Coulter was quiet for a moment. “You’ve been watching me pretty closely.”
“I watch everything closely. It is how I have stayed alive.”
“Fair point.”
She looked out at the yard, where one of the barn cats had appeared and was making an elaborate show of ignoring the chickens. “You are doing it now. With this.” She did not gesture but he understood she meant all of it, the ranch, the girls, whatever was happening between them. “Pushing carefully. Trying to make it come out right.”
“Is that wrong.”
“No. But some things cannot be pushed. They have to be allowed.” She paused. “I am trying to tell you that I know what you are doing and I am not unaware of it and you do not need to work so hard.”
Coulter looked at her profile. “What am I doing.”
“Being patient. Being steady. Making sure the door stays open without pushing me through it.” She turned to look at him. “I see it, Coulter. I see all of it. And I am telling you that you can stop being so careful. I am not going to bolt.”
He held her gaze. “You sure about that.”
“No,” she said honestly. “But I am more sure than I was a month ago. And a month from now I expect to be more sure still.” The corner of her mouth moved. “That is the best I can offer.”
“That’s plenty.”
They stood there in the doorway drinking their coffee while the morning went about its business around them, and after a while Emmie looked up from her primer and said, “Are you two just going to stand there all day,” and Cosay said, “Yes,” and Emmie made a sound of profound twelve-year-old — no, eight-year-old — exasperation and went back to her arithmetic.

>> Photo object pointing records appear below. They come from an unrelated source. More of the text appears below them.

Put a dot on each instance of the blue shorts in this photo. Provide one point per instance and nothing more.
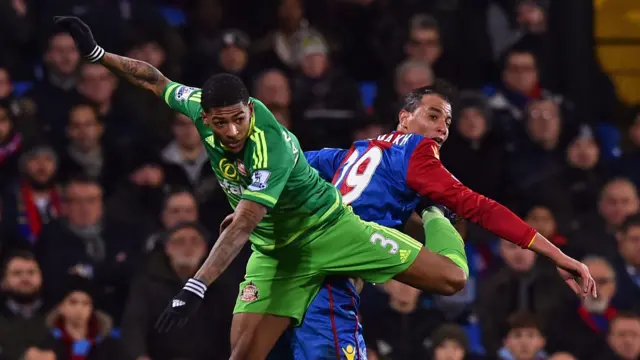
(330, 329)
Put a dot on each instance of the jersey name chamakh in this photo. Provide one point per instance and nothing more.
(384, 178)
(271, 170)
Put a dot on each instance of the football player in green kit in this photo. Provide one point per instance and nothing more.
(299, 228)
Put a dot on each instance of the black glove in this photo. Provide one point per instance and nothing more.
(81, 33)
(183, 306)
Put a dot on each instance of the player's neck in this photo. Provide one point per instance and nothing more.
(190, 154)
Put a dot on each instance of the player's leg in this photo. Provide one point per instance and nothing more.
(331, 327)
(273, 296)
(253, 335)
(377, 254)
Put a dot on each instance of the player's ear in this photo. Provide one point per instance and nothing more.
(403, 120)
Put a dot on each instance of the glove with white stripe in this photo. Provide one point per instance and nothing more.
(183, 306)
(82, 35)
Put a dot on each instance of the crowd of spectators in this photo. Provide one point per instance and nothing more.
(108, 201)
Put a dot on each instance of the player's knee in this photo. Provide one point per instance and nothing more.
(456, 281)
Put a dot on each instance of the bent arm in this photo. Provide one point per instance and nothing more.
(248, 215)
(136, 72)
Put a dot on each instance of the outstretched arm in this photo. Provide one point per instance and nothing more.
(247, 216)
(136, 72)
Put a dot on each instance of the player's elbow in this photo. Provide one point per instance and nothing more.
(454, 281)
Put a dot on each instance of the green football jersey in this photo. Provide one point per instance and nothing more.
(271, 170)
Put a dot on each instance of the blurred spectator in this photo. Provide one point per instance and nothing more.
(517, 287)
(34, 200)
(449, 342)
(87, 154)
(54, 95)
(624, 337)
(179, 206)
(327, 101)
(409, 75)
(79, 330)
(510, 22)
(98, 85)
(542, 219)
(278, 48)
(90, 244)
(573, 192)
(206, 335)
(22, 316)
(272, 88)
(401, 311)
(630, 161)
(473, 148)
(186, 165)
(627, 264)
(423, 44)
(540, 154)
(581, 328)
(524, 339)
(10, 145)
(596, 232)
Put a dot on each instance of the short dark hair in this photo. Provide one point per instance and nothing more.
(440, 87)
(630, 221)
(16, 254)
(630, 315)
(522, 320)
(223, 90)
(423, 22)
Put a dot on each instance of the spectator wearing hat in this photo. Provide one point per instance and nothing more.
(473, 148)
(10, 145)
(273, 89)
(79, 330)
(630, 161)
(524, 339)
(90, 243)
(33, 200)
(22, 309)
(327, 102)
(206, 335)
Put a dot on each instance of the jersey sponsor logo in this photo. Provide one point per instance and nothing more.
(231, 188)
(249, 292)
(183, 92)
(404, 255)
(228, 170)
(349, 352)
(241, 169)
(259, 180)
(209, 140)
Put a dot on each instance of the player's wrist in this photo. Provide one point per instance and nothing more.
(96, 54)
(196, 287)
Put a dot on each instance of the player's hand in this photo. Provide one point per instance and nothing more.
(82, 35)
(182, 307)
(578, 277)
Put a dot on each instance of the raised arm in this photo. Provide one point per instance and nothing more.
(136, 72)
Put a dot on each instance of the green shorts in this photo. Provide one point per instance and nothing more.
(285, 281)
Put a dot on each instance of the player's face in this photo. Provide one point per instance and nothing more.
(230, 124)
(431, 119)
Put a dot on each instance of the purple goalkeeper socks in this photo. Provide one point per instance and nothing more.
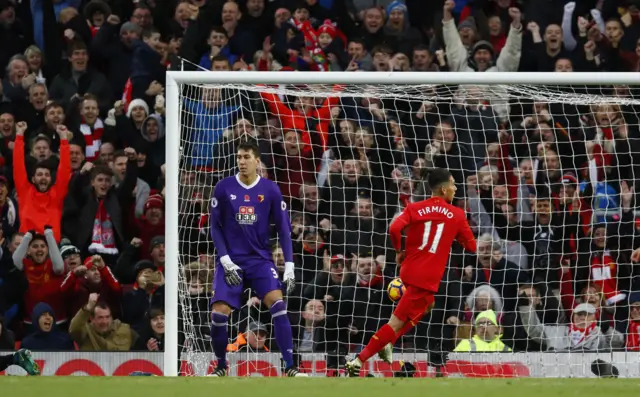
(219, 337)
(282, 329)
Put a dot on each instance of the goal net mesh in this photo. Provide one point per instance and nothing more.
(546, 174)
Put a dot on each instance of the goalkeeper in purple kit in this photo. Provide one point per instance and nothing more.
(242, 209)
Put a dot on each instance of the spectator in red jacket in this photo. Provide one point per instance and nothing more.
(40, 200)
(92, 277)
(40, 260)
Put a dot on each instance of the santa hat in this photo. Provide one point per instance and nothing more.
(569, 179)
(329, 28)
(154, 201)
(88, 262)
(135, 103)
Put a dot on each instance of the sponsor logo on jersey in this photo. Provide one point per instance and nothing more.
(246, 215)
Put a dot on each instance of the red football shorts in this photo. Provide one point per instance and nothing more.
(413, 304)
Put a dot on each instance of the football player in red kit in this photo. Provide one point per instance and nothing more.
(432, 225)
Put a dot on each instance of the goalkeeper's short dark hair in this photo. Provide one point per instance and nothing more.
(437, 177)
(249, 146)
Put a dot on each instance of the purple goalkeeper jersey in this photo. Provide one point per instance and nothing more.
(241, 217)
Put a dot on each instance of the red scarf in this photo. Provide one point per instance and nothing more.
(604, 274)
(633, 336)
(579, 335)
(103, 239)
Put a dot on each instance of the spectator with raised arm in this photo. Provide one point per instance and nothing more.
(91, 277)
(45, 335)
(481, 57)
(40, 200)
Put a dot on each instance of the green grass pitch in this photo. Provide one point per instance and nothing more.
(313, 387)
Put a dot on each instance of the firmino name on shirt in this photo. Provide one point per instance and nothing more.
(435, 209)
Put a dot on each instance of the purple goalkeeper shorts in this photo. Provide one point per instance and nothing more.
(261, 277)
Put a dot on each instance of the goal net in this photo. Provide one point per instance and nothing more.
(547, 175)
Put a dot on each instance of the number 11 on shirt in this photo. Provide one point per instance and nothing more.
(427, 234)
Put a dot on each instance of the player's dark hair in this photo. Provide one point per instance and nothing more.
(438, 177)
(249, 146)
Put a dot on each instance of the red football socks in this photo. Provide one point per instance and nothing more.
(378, 341)
(405, 328)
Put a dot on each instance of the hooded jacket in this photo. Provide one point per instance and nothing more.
(156, 149)
(46, 341)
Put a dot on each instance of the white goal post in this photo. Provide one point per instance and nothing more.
(176, 81)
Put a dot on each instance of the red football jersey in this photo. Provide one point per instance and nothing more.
(44, 286)
(432, 226)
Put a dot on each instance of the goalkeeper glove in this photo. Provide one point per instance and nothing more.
(232, 272)
(289, 277)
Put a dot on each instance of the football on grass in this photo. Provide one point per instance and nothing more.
(395, 289)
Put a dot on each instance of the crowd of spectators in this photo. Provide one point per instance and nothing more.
(549, 185)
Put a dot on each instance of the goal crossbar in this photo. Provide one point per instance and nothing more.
(176, 79)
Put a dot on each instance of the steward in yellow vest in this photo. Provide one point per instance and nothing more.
(486, 338)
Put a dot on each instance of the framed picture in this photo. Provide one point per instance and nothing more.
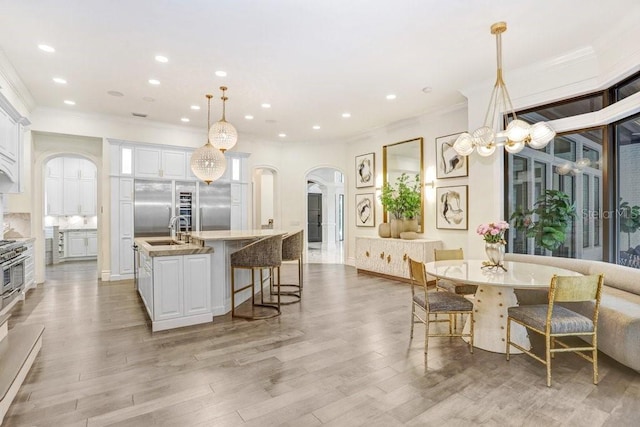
(365, 170)
(365, 210)
(449, 164)
(452, 207)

That afternoon they went into town.
Coulter needed feed and Cosay had furs to trade and the girls had been asking about penny candy for two weeks with the persistence of people who understood that repetition was a legitimate strategy. He thought about going alone, thought about leaving Cosay at the ranch, thought about all the reasons that was the sensible thing to do.
Then he thought about what she’d said. You do not need to work so hard.
“Come to town with us,” he said.
Cosay looked at him steadily. “You know what that will mean.”
“I know.”
“People will talk.”
“People are already talking.”
She was quiet for a moment. Then she went to get her hat.
Sierra Vista was busy when they pulled in, a market day crowd filling the street with wagons and horses and the particular noise of people doing commerce and calling it community. Coulter pulled the wagon up in front of Holman’s and helped the girls down. Cosay climbed down herself, unhurried, and stood beside the wagon with her furs over one arm and her chin level and her eyes reading the street the way they always read everything.
The looks started immediately.
Not all of them hostile. Some just curious, the frank staring of people who had heard things and were now calibrating what they’d heard against what they were seeing. A woman near the dry goods store leaned to say something to her companion. Two men outside the saloon went quiet and watchful. A cluster of children stared with the uncomplicated directness of people too young to have learned to disguise it.
Emmie noticed and moved closer to Cosay, not dramatically, just a small repositioning that put her at Cosay’s elbow. Marie took Cosay’s free hand. Cosay looked down at them both and said nothing, but something in her face softened briefly before she looked back up at the street.